“Subscriptions, subscriptions, subscriptions, subscriptions!!!” – Steve Ballmer from an alternate universe where he was a venture capitalist focused on Indian e-commerce.
You’re nobody in India today if you don’t have a direct-to-customer subscription offering. Newspapers are doing it. Online grocers are doing it. Real estate sites are doing it. TV channels are doing it. Food delivery, online travel and ride-sharing companies are doing it.
So much so that Indian consumers might make the journey from subscriptions delight to “subscriptions fatigue” in the blink of an eye.
Unless, of course, someone sees that as an opportunity. And if that someone has been buffeted by a series of powerful headwinds for the last few years, then this opportunity could be strategic even.
That someone is Paytm*, the once-undisputed leader of India’s digital payments space. Today, it’s a large incumbent defending its mindshare and market share against a horde of powerful competitors armed with virtually bottomless wallets and limitless vision. Google. Facebook. Amazon. Walmart. Reliance Jio.

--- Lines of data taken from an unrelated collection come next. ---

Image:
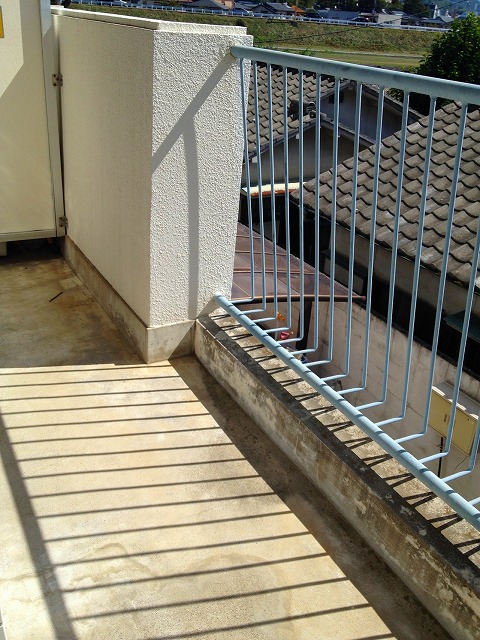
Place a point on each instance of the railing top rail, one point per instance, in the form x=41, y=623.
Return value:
x=437, y=87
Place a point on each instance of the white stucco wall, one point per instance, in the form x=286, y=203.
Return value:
x=26, y=192
x=152, y=154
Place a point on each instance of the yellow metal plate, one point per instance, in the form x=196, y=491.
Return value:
x=464, y=426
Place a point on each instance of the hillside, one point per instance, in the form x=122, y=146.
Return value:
x=307, y=38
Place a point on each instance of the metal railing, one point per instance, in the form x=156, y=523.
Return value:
x=244, y=13
x=356, y=280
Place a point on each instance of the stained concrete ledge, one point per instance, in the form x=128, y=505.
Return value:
x=398, y=516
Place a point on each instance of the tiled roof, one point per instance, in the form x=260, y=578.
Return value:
x=467, y=203
x=309, y=96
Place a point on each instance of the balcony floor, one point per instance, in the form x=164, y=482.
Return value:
x=140, y=502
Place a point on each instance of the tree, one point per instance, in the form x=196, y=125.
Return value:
x=416, y=8
x=455, y=55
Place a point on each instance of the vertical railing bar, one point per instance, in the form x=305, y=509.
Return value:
x=333, y=219
x=260, y=195
x=316, y=302
x=301, y=208
x=287, y=197
x=352, y=234
x=316, y=311
x=441, y=293
x=247, y=177
x=371, y=252
x=272, y=189
x=333, y=224
x=393, y=260
x=416, y=272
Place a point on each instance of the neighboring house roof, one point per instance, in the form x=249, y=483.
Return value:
x=331, y=14
x=207, y=4
x=467, y=203
x=274, y=7
x=309, y=97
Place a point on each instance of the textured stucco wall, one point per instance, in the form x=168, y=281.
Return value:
x=153, y=152
x=196, y=167
x=106, y=112
x=26, y=200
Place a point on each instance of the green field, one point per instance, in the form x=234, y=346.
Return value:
x=335, y=42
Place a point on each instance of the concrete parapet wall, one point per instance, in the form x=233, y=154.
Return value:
x=433, y=567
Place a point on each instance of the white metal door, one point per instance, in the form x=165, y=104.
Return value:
x=31, y=200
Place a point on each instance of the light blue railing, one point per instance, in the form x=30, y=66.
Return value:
x=244, y=13
x=373, y=369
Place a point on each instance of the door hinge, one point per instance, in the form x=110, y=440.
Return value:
x=57, y=80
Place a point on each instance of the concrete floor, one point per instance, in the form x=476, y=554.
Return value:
x=140, y=502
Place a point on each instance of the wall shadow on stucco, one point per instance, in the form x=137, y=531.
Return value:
x=185, y=129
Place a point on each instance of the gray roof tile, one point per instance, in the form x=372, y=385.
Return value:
x=444, y=149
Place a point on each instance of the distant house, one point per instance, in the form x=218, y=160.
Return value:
x=288, y=124
x=465, y=221
x=226, y=5
x=441, y=22
x=274, y=8
x=331, y=14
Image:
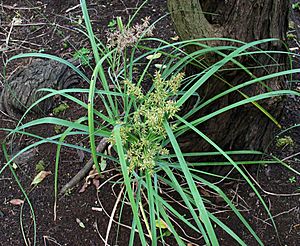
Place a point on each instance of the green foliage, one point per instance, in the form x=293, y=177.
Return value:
x=143, y=127
x=60, y=108
x=143, y=133
x=83, y=55
x=296, y=6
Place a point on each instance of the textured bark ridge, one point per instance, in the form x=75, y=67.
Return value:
x=245, y=127
x=21, y=90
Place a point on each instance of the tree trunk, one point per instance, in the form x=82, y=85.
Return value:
x=245, y=127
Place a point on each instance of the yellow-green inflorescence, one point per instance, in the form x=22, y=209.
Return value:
x=143, y=132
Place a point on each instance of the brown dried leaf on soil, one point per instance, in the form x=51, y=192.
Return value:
x=40, y=177
x=16, y=202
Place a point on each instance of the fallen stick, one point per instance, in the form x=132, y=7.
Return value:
x=85, y=170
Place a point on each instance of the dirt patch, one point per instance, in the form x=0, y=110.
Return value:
x=52, y=27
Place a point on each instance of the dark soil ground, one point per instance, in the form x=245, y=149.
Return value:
x=50, y=26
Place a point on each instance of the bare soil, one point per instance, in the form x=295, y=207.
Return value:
x=51, y=27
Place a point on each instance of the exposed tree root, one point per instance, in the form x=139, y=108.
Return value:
x=86, y=168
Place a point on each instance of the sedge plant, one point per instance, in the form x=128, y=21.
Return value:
x=143, y=125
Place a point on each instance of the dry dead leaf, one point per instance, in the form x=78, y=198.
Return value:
x=40, y=177
x=16, y=202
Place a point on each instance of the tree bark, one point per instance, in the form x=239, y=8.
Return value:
x=245, y=127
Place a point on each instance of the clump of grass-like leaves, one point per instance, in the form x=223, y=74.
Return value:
x=143, y=128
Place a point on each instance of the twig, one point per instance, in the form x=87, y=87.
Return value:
x=86, y=168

Last month, Paytm launched Paytm First, its own subscription-based loyalty programme that includes memberships to services like Zomato Gold, Gaana, and SonyLIV, as well as cashbacks and discounts for other services like Uber. Paytm isn’t the only one looking to create a super-subscription programme. Times Internet Limited’s Times Prime, which has a similar value proposition, launched a few months before Paytm First. Paytm’s ambition with First is twofold. First, to become the one subscription to rule other subscriptions. And second, to reclaim customers who had stopped visiting it in favour of other services.
If it can pull off Paytm First—and that is a big “if”—then Paytm First will be the foundation for the next iteration of its famed ecosystem. One that builds on the strength of its digital wallet ecosystem while making its boundaries more porous. The Ken reached out to Paytm for this story, but the company declined to participate.

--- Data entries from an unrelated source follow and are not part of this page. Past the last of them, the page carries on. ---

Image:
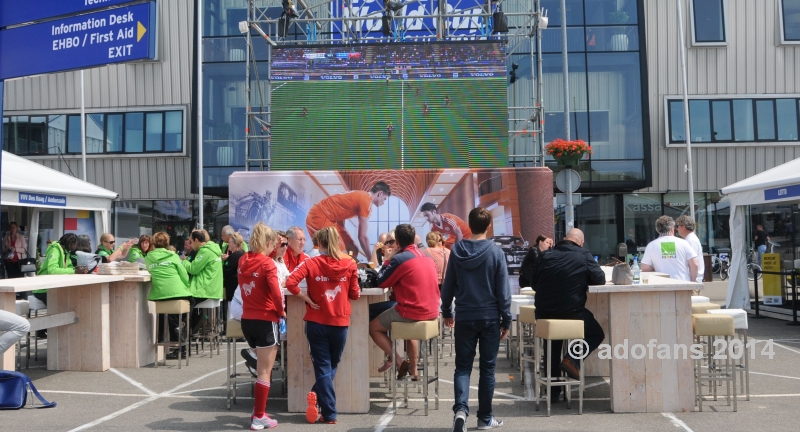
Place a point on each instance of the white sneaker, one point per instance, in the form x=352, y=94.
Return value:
x=460, y=422
x=262, y=423
x=493, y=423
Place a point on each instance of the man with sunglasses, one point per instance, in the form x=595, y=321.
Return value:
x=106, y=248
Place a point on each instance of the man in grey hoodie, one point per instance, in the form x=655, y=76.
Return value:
x=478, y=279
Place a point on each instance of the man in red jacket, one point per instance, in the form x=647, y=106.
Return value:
x=414, y=281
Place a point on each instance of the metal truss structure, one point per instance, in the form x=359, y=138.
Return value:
x=343, y=22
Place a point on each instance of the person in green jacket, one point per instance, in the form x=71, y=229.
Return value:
x=205, y=268
x=227, y=232
x=57, y=261
x=168, y=280
x=141, y=249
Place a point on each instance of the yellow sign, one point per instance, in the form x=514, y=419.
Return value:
x=772, y=283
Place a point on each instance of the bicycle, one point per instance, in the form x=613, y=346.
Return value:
x=724, y=265
x=752, y=265
x=716, y=263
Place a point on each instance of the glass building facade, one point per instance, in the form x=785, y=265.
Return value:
x=607, y=89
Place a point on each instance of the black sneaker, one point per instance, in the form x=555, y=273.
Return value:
x=460, y=422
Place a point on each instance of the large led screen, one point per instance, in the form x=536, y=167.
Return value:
x=374, y=106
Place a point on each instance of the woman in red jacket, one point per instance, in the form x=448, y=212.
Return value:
x=332, y=279
x=261, y=312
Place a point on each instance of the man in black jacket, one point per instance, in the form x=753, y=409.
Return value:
x=562, y=278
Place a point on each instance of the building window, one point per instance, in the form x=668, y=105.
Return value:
x=708, y=22
x=132, y=132
x=735, y=120
x=790, y=21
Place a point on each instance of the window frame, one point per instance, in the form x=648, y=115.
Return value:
x=105, y=113
x=731, y=143
x=693, y=30
x=782, y=27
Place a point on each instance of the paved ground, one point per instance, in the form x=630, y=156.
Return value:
x=193, y=398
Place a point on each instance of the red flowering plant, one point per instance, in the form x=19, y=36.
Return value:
x=570, y=149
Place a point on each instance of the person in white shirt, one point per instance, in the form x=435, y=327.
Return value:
x=669, y=254
x=686, y=226
x=280, y=251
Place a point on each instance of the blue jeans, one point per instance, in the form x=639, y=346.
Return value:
x=326, y=344
x=761, y=251
x=468, y=334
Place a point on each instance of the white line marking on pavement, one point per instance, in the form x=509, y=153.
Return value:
x=145, y=402
x=139, y=395
x=776, y=376
x=496, y=392
x=677, y=422
x=777, y=344
x=132, y=382
x=386, y=418
x=187, y=384
x=115, y=414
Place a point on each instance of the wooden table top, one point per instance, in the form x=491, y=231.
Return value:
x=655, y=283
x=54, y=281
x=364, y=292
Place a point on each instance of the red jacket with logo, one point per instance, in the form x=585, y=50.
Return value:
x=331, y=284
x=415, y=283
x=262, y=298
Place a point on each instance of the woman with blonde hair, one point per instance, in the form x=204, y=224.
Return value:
x=140, y=249
x=438, y=253
x=262, y=310
x=332, y=279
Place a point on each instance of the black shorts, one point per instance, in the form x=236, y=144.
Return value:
x=260, y=334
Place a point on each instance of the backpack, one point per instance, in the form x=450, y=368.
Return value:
x=14, y=387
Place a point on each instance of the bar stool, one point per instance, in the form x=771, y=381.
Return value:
x=209, y=332
x=550, y=330
x=743, y=365
x=22, y=309
x=235, y=332
x=446, y=337
x=711, y=327
x=173, y=307
x=526, y=324
x=422, y=331
x=34, y=305
x=702, y=308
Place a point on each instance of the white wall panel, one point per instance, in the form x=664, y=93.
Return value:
x=753, y=62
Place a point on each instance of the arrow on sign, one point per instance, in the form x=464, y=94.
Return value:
x=140, y=31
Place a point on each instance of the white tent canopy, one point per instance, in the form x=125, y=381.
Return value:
x=779, y=184
x=24, y=182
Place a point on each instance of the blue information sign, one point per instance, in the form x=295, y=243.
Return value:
x=782, y=193
x=42, y=199
x=18, y=12
x=110, y=36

The Paytm First imperative
Paytm was the original closed-loop ecosystem on steroids. Its eponymous digital wallet allowed Indians wary of online transactions to use it as a safer intermediary instead of using their credit cards or bank accounts. As more and more Indians signed up, network effects kicked in, making the Paytm ecosystem more valuable for both users and merchants. You could use Paytm to buy products and services.